Tagging your trades means making a document (in word or excel) that records all of your trades and strategies. You record your trade and the strategy used to make said trade before mentioning whether the strategy worked or not. Tagging your trades is crucial as you can analyze the performance of your strategies over a period of time to perfect them according to share market dynamics.
How tagging your trades can improve your results?
Tagging helps you to evaluate your decisions: When you consistently tag your trades, you become aware of your strategies and situations. After you test your strategies in different situations, you can choose the best one and utilize it to its full potential. By selecting the best strategy and sticking to it, you can increase your profits by a considerable margin.
Tagging helps you avoid emotions: Tagging your trades will help remind you of previous trades that went wrong. You will know exactly how the trade went and if you let your emotions get in the way of your judgment. Knowing the results of trading with emotions helps an investor avoid committing the same mistakes again. Thus, he/she ends up becoming a more rational trader.
Tagging allows you to review and revise strategies: Tagging your trades makes it easy for you to know your best and worst strategies. You can also identify the areas of your strategies which need improvement in order to be utilized in a better way. It makes reviewing, tweaking, and revising strategies reasonably easy for an investor.
Tagging allows an investor to test new ideas and theories: Tagging trades can help an investor come up with new ideas and theories to upgrade current strategies. The ideas and theories are then added to existing strategies or used to formulate a new strategy. These strategies can then be tested in the market and if they prove profitable, can be added to your current basket of strategies.
Tagging creates a better investor: Tagging enables an investor to make better investment strategies, analyze mistakes, develop new theories and ideas, and invest in the smartest way possible.
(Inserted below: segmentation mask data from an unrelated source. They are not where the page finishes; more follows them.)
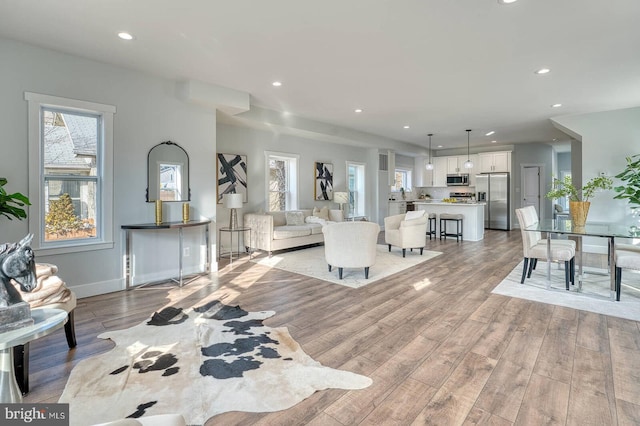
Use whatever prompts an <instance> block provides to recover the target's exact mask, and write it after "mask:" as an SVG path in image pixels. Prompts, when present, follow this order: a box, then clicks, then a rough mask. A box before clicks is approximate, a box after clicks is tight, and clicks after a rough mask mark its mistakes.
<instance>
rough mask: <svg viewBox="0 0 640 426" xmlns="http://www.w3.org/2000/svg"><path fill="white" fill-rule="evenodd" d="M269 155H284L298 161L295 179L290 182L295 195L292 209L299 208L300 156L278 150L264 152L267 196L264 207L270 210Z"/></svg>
mask: <svg viewBox="0 0 640 426" xmlns="http://www.w3.org/2000/svg"><path fill="white" fill-rule="evenodd" d="M269 157H283V158H287V159H293V160H295V161H296V164H295V167H296V173H295V179H294V181H293V182H290V184H291V185H292V187H291V188H290V189H291V192H292V193H293V197H292V200H291V202H292V204H293V205H292V206H291V210H296V209H297V208H298V205H299V204H298V201H299V192H300V191H299V190H298V189H299V188H300V185H299V183H300V156H299V155H298V154H289V153H287V152H276V151H265V152H264V196H265V200H264V208H265V211H267V212H268V211H269V178H270V176H269Z"/></svg>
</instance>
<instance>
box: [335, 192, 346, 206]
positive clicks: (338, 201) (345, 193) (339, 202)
mask: <svg viewBox="0 0 640 426" xmlns="http://www.w3.org/2000/svg"><path fill="white" fill-rule="evenodd" d="M333 202H334V203H337V204H347V203H348V202H349V193H348V192H334V193H333Z"/></svg>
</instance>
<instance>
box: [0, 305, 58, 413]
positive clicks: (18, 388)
mask: <svg viewBox="0 0 640 426" xmlns="http://www.w3.org/2000/svg"><path fill="white" fill-rule="evenodd" d="M67 315H68V314H67V312H66V311H63V310H62V309H51V308H38V309H34V310H32V311H31V317H32V318H33V325H29V326H27V327H22V328H18V329H15V330H11V331H6V332H4V333H0V369H1V371H2V375H3V380H0V402H2V403H16V402H17V403H20V402H22V392H20V388H19V387H18V383H17V382H16V373H15V370H14V366H13V347H14V346H18V345H24V344H25V343H27V342H30V341H32V340H35V339H38V338H40V337H43V336H46V335H47V334H50V333H52V332H54V331H55V330H57V329H59V328H60V327H62V326H63V324H64V323H65V321H66V319H67Z"/></svg>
Thus, it helps them decrease loss in his/her investments. In other words, tagging creates an investor who is better in every field and helps him/her earn profits in the share market.
Tips for successful Tagging
A few tips that can help an investor tag his/her stocks successfully:
Have clear rules for every tag: Make a set of pre-determined rules and use them every time you tag your shares. The rules should include marking the tags with market thoughts, ideas, and research. This will allow you as an investor to identify each tag with a clear set of rules and you can be consistent with your trades.
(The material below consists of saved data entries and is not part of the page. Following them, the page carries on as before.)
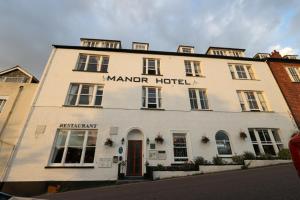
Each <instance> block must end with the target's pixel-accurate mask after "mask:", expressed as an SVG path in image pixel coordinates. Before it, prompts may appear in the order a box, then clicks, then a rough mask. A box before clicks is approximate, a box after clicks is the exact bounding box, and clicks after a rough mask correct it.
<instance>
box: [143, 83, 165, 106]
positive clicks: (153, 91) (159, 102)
mask: <svg viewBox="0 0 300 200" xmlns="http://www.w3.org/2000/svg"><path fill="white" fill-rule="evenodd" d="M142 93H143V94H142V107H143V108H161V89H160V88H158V87H143V91H142Z"/></svg>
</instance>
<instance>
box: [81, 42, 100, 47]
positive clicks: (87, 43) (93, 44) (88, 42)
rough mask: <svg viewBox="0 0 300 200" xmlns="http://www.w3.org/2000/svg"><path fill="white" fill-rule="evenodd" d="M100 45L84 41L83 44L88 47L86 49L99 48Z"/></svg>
mask: <svg viewBox="0 0 300 200" xmlns="http://www.w3.org/2000/svg"><path fill="white" fill-rule="evenodd" d="M97 45H98V42H96V41H84V42H83V46H86V47H97Z"/></svg>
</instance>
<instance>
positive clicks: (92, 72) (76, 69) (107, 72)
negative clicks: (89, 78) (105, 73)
mask: <svg viewBox="0 0 300 200" xmlns="http://www.w3.org/2000/svg"><path fill="white" fill-rule="evenodd" d="M72 71H73V72H90V73H108V72H103V71H84V70H77V69H73V70H72Z"/></svg>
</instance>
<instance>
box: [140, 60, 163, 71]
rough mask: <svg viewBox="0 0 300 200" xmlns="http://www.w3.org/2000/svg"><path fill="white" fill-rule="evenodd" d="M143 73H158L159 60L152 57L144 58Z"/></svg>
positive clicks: (159, 67) (159, 68)
mask: <svg viewBox="0 0 300 200" xmlns="http://www.w3.org/2000/svg"><path fill="white" fill-rule="evenodd" d="M143 74H147V75H160V60H159V59H154V58H144V59H143Z"/></svg>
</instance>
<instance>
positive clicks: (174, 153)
mask: <svg viewBox="0 0 300 200" xmlns="http://www.w3.org/2000/svg"><path fill="white" fill-rule="evenodd" d="M174 136H178V137H184V138H185V147H175V146H174ZM172 145H173V159H174V162H175V163H185V162H187V161H188V160H189V145H188V136H187V133H186V132H184V131H173V132H172ZM175 148H185V149H186V154H187V156H186V157H176V156H175V151H174V149H175ZM176 159H184V160H182V161H180V160H179V161H178V160H176Z"/></svg>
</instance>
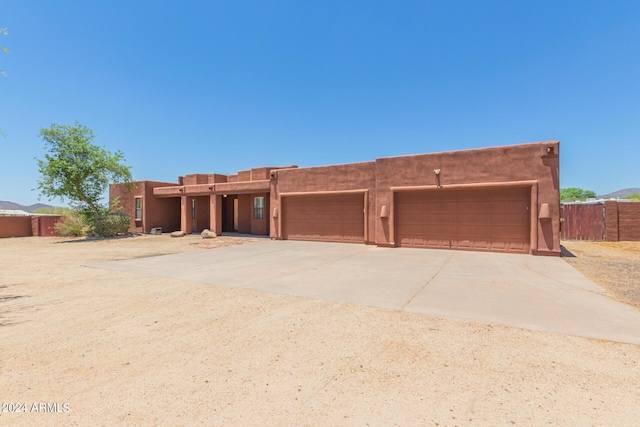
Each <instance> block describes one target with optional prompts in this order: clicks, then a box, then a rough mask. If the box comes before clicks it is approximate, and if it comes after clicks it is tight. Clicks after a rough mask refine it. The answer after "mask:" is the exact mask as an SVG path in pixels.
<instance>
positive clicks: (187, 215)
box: [180, 196, 192, 234]
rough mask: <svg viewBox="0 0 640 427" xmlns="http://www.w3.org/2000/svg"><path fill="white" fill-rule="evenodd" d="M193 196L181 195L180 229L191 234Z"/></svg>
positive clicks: (180, 198) (180, 204)
mask: <svg viewBox="0 0 640 427" xmlns="http://www.w3.org/2000/svg"><path fill="white" fill-rule="evenodd" d="M191 227H192V225H191V197H189V196H182V197H180V230H182V231H184V232H185V233H186V234H191V231H192V228H191Z"/></svg>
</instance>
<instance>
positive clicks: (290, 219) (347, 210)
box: [282, 194, 364, 242]
mask: <svg viewBox="0 0 640 427" xmlns="http://www.w3.org/2000/svg"><path fill="white" fill-rule="evenodd" d="M363 209H364V196H363V195H362V194H346V195H344V194H341V195H323V196H289V197H283V198H282V237H283V239H289V240H315V241H324V242H364V212H363Z"/></svg>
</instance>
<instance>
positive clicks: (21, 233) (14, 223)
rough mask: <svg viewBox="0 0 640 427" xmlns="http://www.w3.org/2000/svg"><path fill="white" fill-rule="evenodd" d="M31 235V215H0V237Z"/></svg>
mask: <svg viewBox="0 0 640 427" xmlns="http://www.w3.org/2000/svg"><path fill="white" fill-rule="evenodd" d="M27 236H33V231H32V228H31V216H0V238H3V237H27Z"/></svg>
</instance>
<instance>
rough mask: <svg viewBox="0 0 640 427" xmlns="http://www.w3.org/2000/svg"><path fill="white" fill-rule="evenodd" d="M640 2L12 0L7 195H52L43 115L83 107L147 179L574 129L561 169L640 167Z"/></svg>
mask: <svg viewBox="0 0 640 427" xmlns="http://www.w3.org/2000/svg"><path fill="white" fill-rule="evenodd" d="M638 22H640V2H637V1H631V0H627V1H588V0H582V1H562V0H554V1H545V0H536V1H513V0H509V1H455V0H446V1H426V0H424V1H399V0H395V1H375V0H368V1H350V0H340V1H333V0H323V1H279V0H274V1H244V2H236V1H214V0H211V1H187V0H185V1H180V2H178V1H162V0H154V1H146V0H139V1H136V0H134V1H127V2H124V1H122V2H120V1H110V2H108V1H80V0H75V1H71V0H55V1H54V0H51V1H37V0H36V1H28V2H27V1H24V0H3V2H2V7H1V8H0V28H7V29H8V31H9V34H8V36H4V37H3V36H0V45H5V46H8V47H9V48H10V49H11V51H12V52H11V53H10V54H9V55H4V54H0V68H2V69H4V70H5V71H6V72H7V77H0V129H2V130H3V131H4V133H5V136H4V137H1V136H0V148H1V150H0V153H2V154H1V156H2V157H1V161H0V200H10V201H14V202H17V203H21V204H31V203H35V202H37V201H38V194H37V192H36V191H31V189H33V188H36V187H37V180H38V176H39V175H38V171H37V165H36V161H35V160H34V157H39V158H40V157H42V156H43V154H44V151H43V148H44V144H43V141H42V140H41V139H39V137H38V132H39V130H40V128H43V127H49V126H50V125H51V123H58V124H73V123H74V122H76V121H78V122H80V123H81V124H83V125H85V126H87V127H89V128H91V129H93V130H94V131H95V134H96V141H95V142H96V143H97V144H99V145H103V146H105V147H106V148H107V149H109V150H111V151H115V150H121V151H123V152H124V153H125V156H126V163H127V164H129V165H131V166H132V167H133V169H132V171H133V174H134V178H135V179H150V180H157V181H167V182H176V180H177V177H178V176H179V175H185V174H188V173H213V172H216V173H235V172H236V171H237V170H242V169H249V168H251V167H257V166H266V165H270V166H271V165H289V164H297V165H299V166H316V165H326V164H337V163H350V162H358V161H368V160H373V159H375V158H377V157H384V156H395V155H403V154H417V153H429V152H437V151H447V150H458V149H466V148H478V147H489V146H497V145H509V144H517V143H524V142H534V141H544V140H550V139H558V140H560V141H561V171H560V176H561V186H562V187H582V188H586V189H591V190H594V191H596V193H599V194H601V193H606V192H610V191H614V190H618V189H621V188H627V187H640V173H639V172H638V170H639V169H640V168H639V167H638V164H639V160H640V25H638ZM42 201H43V202H46V201H47V200H46V199H44V198H43V199H42ZM54 202H55V204H58V205H60V204H61V203H60V202H59V200H54Z"/></svg>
Use numbers to identify tags: You can start your primary strategy with “1.0” and can refresh the tag every time you adjust or add something new to the strategy. You can proceed to “1.1.” or “2.0” and so on. It will allow you to compare each trade’s performance against another. Thus, you can know which trade performed better and which investment was a bad idea.
Challenge yourself: Analyzing just the return amount or the return percentage will not help you attain success in your trades. Look at the risk percentage, the target price, trade frequency, overall time committed to each trade, as well as the return amount, among other things, to be successful in the market. Experiment with new ideas, develop out-of-the-box theories, and continue to test them until you come up with a strategy that suits your investments perfectly.